According to a recent survey by KPMG, eighty percent (80%) of health care executives report that their information technology systems have been compromised by cyber attacks. Most healthcare institutions, the survey found, lack sufficient tracking and reporting capabilities and are failing to report and manage threats that are occurring on a daily basis.
Daily threats are the reality today, including incidents such as ping attacks and other broadcast attacks on system firewalls, port scans, unsuccessful log-on attempts and denials of service. As the KPMG report notes, it is imperative that healthcare organizations enhance their tracking and reporting capabilities as a matter of information security. On a more granular level, it is also important for organizations to review the terms of their business associate agreements (BAAs) to understand their obligations vis-à-vis daily attacks. What they are likely to find is that many BAAs in place today do not adequately address the reality of daily attacks. For example, it is not uncommon for a BAA to impose an obligation on the business associate to report every security incident to the covered entity promptly upon discovery. This type of provision is not only impractical in the current security environment but also a hidden liability for many organizations that have not considered their obligations carefully.

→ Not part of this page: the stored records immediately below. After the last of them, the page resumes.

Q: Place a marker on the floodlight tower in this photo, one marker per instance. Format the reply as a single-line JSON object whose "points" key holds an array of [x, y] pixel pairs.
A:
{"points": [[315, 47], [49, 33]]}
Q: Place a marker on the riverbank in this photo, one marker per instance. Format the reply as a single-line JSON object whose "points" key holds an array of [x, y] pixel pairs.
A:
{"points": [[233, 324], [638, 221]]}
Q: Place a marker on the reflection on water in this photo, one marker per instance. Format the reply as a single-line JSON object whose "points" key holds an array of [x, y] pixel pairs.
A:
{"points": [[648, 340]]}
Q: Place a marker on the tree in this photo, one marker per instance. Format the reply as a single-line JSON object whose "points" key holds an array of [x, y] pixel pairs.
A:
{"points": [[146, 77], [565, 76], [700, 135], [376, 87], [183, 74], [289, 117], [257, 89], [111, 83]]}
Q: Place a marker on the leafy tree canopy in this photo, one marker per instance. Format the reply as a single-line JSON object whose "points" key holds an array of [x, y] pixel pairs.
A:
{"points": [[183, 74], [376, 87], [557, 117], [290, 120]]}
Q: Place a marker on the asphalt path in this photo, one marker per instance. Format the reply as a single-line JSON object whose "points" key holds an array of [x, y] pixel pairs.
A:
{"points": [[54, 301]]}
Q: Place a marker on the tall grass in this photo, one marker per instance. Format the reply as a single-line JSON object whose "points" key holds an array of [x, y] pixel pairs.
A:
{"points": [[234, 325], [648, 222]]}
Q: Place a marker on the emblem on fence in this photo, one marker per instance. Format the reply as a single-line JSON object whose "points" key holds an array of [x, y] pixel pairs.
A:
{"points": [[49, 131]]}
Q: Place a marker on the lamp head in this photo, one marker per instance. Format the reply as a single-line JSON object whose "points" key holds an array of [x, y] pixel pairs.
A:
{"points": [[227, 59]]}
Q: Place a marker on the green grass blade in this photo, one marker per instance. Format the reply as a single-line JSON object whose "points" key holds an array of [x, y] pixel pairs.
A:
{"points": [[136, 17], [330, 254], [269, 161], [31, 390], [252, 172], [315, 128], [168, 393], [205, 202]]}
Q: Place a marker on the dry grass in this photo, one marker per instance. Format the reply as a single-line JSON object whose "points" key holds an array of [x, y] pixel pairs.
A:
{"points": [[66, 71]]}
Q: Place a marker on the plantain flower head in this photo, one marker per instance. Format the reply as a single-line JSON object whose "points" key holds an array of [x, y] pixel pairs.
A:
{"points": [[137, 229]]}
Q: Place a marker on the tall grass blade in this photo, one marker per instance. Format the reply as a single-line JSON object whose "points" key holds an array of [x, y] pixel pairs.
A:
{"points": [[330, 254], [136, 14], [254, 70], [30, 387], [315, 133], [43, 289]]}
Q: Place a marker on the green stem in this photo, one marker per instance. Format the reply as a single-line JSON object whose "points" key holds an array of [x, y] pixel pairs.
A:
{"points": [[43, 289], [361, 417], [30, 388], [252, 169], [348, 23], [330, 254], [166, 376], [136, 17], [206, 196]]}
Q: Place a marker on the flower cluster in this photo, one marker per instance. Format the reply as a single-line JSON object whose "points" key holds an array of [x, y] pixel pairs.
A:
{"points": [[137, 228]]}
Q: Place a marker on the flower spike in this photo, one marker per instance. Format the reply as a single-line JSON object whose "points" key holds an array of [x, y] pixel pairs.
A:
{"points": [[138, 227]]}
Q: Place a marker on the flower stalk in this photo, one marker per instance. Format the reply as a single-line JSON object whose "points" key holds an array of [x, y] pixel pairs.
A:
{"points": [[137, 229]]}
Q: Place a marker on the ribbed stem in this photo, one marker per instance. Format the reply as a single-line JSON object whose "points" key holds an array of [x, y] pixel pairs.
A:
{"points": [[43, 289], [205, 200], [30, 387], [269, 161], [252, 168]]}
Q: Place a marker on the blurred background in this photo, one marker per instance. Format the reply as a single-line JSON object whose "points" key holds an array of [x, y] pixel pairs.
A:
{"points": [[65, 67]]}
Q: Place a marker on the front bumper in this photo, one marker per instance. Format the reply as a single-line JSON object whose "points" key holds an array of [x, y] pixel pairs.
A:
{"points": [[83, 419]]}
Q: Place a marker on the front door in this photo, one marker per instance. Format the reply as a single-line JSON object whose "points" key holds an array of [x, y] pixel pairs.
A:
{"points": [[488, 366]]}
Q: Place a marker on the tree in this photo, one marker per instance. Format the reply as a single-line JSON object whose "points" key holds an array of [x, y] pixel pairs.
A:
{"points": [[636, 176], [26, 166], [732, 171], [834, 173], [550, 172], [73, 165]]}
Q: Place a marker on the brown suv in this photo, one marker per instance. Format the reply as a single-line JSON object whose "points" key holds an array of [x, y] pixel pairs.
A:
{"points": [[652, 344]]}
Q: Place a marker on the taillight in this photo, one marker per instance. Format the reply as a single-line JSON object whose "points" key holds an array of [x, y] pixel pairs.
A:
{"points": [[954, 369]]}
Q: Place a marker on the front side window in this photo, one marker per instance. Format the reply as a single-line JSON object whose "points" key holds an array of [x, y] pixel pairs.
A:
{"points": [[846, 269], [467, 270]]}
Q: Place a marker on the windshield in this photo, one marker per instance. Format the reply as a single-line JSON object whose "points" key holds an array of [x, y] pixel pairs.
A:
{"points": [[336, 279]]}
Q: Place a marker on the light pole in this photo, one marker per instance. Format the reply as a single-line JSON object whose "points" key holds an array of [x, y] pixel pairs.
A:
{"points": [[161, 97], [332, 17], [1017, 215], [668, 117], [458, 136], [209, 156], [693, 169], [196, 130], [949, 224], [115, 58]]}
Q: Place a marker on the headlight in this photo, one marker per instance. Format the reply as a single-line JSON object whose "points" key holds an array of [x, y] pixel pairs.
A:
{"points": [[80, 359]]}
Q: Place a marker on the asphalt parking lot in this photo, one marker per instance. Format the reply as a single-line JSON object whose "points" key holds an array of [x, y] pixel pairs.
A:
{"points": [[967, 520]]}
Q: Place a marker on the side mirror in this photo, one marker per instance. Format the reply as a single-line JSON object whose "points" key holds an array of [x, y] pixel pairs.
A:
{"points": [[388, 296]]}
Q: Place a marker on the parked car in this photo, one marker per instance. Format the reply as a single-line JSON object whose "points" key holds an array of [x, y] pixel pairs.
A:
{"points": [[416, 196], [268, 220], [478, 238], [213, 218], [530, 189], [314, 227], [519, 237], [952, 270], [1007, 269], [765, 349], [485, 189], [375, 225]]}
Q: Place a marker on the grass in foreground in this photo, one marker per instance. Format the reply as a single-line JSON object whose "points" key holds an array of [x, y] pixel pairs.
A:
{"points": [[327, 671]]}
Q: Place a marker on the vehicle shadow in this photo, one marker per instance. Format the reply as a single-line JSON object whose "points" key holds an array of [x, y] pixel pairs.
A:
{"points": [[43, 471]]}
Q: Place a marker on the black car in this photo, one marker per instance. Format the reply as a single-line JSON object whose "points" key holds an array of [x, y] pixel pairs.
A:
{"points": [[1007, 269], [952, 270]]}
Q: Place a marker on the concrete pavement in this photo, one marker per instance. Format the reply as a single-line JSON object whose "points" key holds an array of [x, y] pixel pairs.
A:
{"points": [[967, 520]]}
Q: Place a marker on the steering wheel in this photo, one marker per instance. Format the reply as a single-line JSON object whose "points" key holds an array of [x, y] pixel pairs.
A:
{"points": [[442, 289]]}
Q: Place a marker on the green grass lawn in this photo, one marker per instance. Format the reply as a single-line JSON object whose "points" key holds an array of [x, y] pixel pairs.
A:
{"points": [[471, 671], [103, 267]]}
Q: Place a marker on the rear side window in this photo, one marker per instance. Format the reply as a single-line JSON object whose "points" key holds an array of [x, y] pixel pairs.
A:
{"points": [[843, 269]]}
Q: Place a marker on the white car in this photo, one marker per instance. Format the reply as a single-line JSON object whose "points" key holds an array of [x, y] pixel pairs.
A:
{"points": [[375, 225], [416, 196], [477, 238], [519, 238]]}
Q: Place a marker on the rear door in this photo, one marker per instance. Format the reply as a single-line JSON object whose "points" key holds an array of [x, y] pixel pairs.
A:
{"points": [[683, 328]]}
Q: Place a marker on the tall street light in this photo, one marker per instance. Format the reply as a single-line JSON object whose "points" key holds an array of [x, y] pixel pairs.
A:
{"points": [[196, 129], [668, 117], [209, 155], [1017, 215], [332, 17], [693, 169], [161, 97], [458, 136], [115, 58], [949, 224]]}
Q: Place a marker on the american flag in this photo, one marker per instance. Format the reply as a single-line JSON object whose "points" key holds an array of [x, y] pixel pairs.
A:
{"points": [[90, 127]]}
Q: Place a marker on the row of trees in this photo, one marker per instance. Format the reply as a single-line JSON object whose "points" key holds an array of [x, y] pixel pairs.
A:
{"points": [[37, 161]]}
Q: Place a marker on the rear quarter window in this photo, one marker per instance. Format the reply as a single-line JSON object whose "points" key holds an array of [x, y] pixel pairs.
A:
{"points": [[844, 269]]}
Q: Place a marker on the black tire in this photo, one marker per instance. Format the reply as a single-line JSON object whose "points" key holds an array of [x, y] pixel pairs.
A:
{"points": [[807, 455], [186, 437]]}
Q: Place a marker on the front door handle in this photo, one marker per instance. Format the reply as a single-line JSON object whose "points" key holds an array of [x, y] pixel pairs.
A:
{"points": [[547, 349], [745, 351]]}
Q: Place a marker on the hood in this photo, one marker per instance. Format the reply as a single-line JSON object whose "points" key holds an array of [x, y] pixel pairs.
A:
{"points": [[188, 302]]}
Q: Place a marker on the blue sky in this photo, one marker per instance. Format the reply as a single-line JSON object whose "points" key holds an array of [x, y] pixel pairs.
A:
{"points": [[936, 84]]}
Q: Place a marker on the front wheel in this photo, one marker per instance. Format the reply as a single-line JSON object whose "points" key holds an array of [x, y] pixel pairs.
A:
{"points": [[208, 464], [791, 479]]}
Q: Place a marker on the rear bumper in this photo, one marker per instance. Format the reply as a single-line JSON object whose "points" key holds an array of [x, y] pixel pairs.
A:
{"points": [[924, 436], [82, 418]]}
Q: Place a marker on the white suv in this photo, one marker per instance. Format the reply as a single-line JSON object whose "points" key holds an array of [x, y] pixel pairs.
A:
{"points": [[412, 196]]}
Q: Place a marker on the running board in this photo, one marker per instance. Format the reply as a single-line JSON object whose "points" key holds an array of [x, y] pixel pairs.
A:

Covered entities and business associates alike should re-evaluate the reporting provisions in their BAAs, giving specific consideration to the reality of daily security threats. One helpful approach is to differentiate between “successful” and “unsuccessful” security incidents, allocating threats faced into one bucket or the other and creating tiered reporting obligations depending on the nature of the threat. This approach would reflect a more realistic understanding of the current security environment and would likely enhance HIPAA compliance by compelling organizations to think about security threats in a more practical, constructive manner.